The main challenge here is to remove and replace the positive and negative cables in the right order. If your vehicle has negative ground (check your manual), the negative battery cable must be removed first and replaced last. If it has positive ground, the positive cable must be removed first and replaced last.
Make sure you wear safety gloves and goggles, as you may come into contact with battery acid which is extremely corrosive.
Remember to dispose of the old battery responsibly. Some places will give you a discount on your new battery if you give them your old one. Otherwise, you can take it to a recycling center to be properly disposed of.
If you can successfully replace a car battery on your own, you should be able to move on to more complicated repairs.
Fixing A Leaky Sunroof
When a sunroof begins to leak, the issue is usually a drain tube that has become clogged with debris, meaning that water has nowhere to go and makes its escape into the interior of the vehicle.

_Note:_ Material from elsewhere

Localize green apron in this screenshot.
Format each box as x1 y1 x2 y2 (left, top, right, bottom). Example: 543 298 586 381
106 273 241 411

The tubes need to be cleared and this should fix the problem.
You can get to the insides of the drain tubes via the holes in the front corner of the sunroof – if you can, try and vacuum the blockage out rather than poking wire up the tubes or using compressed air, as you could create a hole or disconnect the tubes from the sunroof and have to replace the whole draining system. If you do have to use a wire, do so carefully.
Replacing The Thermostat
A faulty thermostat, which regulates the temperature of the engine, can lead to issues with the car’s performance – for instance, if it sticks in an open position, the car won’t be able to warm up properly, and if it sticks in a closed position then the engine will overheat. Fortunately, it’s not difficult to replace when needed.
You’ll need to locate the thermostat to begin with. In most cars it’s where either the top or bottom radiator hose connects to the engine. From there, the most difficult bits of the job involves loosening a clamp and replacing the coolant that you’ll lose during the process.
Remember to follow your vehicle service manual and thoroughly research the issue so you know what you have to do every step of the way.
Have you ever fixed anything car-related on your own to save money?